This Scott Rasmussen column
and this more elegant Ross Douthat column
are related to a point that is worth pondering by us, and worth acting on (after the ponder) by the Republicans. It is not silly to assert that the electoral victories that are coming tomorrow are not simple pro-Republican (although they are certainly anti-Democrat). This is worth noting because the GOP will now have to think and act as if they need to earn
Tuesday's votes. And they will do this by both taking actions (on health care, taxes, deficit, etc) that prove their serious purposes and by talking as the people talk; as Rasmussen says, the people want politicians in Washington "who understand that the American people want to govern themselves." Furthermore, the GOP certainly can't scoff at the people (the folks in the Tea Parties, for example) by saying they are overly fond of their God and their guns. They had better talk as if they were of
the people, instead of being their haughty rulers, else they will be ruled by the people soon enough. That this is both right
and in the interest
of the GOP is self-evident; if the GOP doesn't get this right, there will be a third party within a year, and this time it will get more than twenty percent of the vote (thinking of Perot in '92).

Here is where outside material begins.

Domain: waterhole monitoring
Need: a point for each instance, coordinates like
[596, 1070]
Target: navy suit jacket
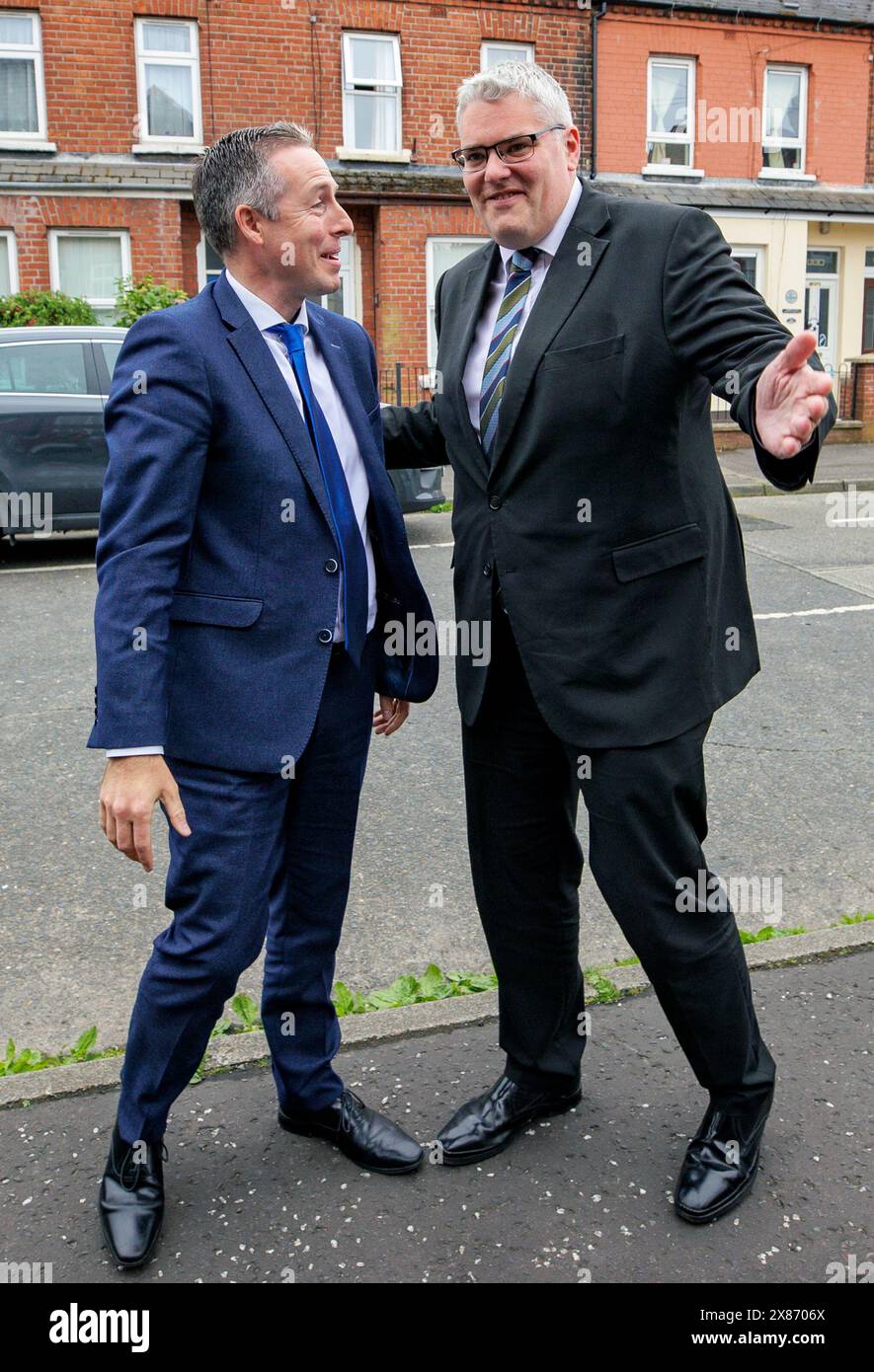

Anyway, it seems to me that Douthat's point--that the country's leftward momentum has reversed itself; that nearly 20 years of liberal gains have been erased in the last 20 months--is also important. The Dems' great mistake was to try to expand the size and scope and reach of the federal government during an economic downturn; this tactical mistake (as Douthat calls it) has gone way beyond a strategic mistake, and if the GOP can take advantage of it, it will have teleological consequences opening up the question of self-government itself. The people came to realize that the Republic was in danger, that the idea of self-government was about to perish from the earth. They are voting to stop this.
Douthat doesn't think the GOP will be prepared to wield power. I don't think this is the most important point. I think they are prepared to wield power, but they do not yet understand how this gift from the people has opened up an opportunity the like of which has not been seen in my lifetime. The GOP has to understand this, and also know that it is good that the Spirit of '76 has been raised, and it is up to the GOP to establish a rhetoric appropriate to this end. I don't mean a narrow partisan rhetoric, I mean a rhetoric that is worthy of the American cause, a rhetoric that is not only acceptable to those in the Tea Party, but also pulls in those who have not yet fully thought things through (i.e., a rhetoric that can shape a majority that will have the authority
to wield power). When the Republic is in a crisis there is a need for the kind of political evangelism
that will reveal once again how the salvation of man's earthly hopes is bound up in the American Republic. This rhetoric will have to prove that self-government is possible, it will prove that (in George Washington's words) the idea of civil and religious liberty yet lives, in short, that Americans are good enough to govern themselves.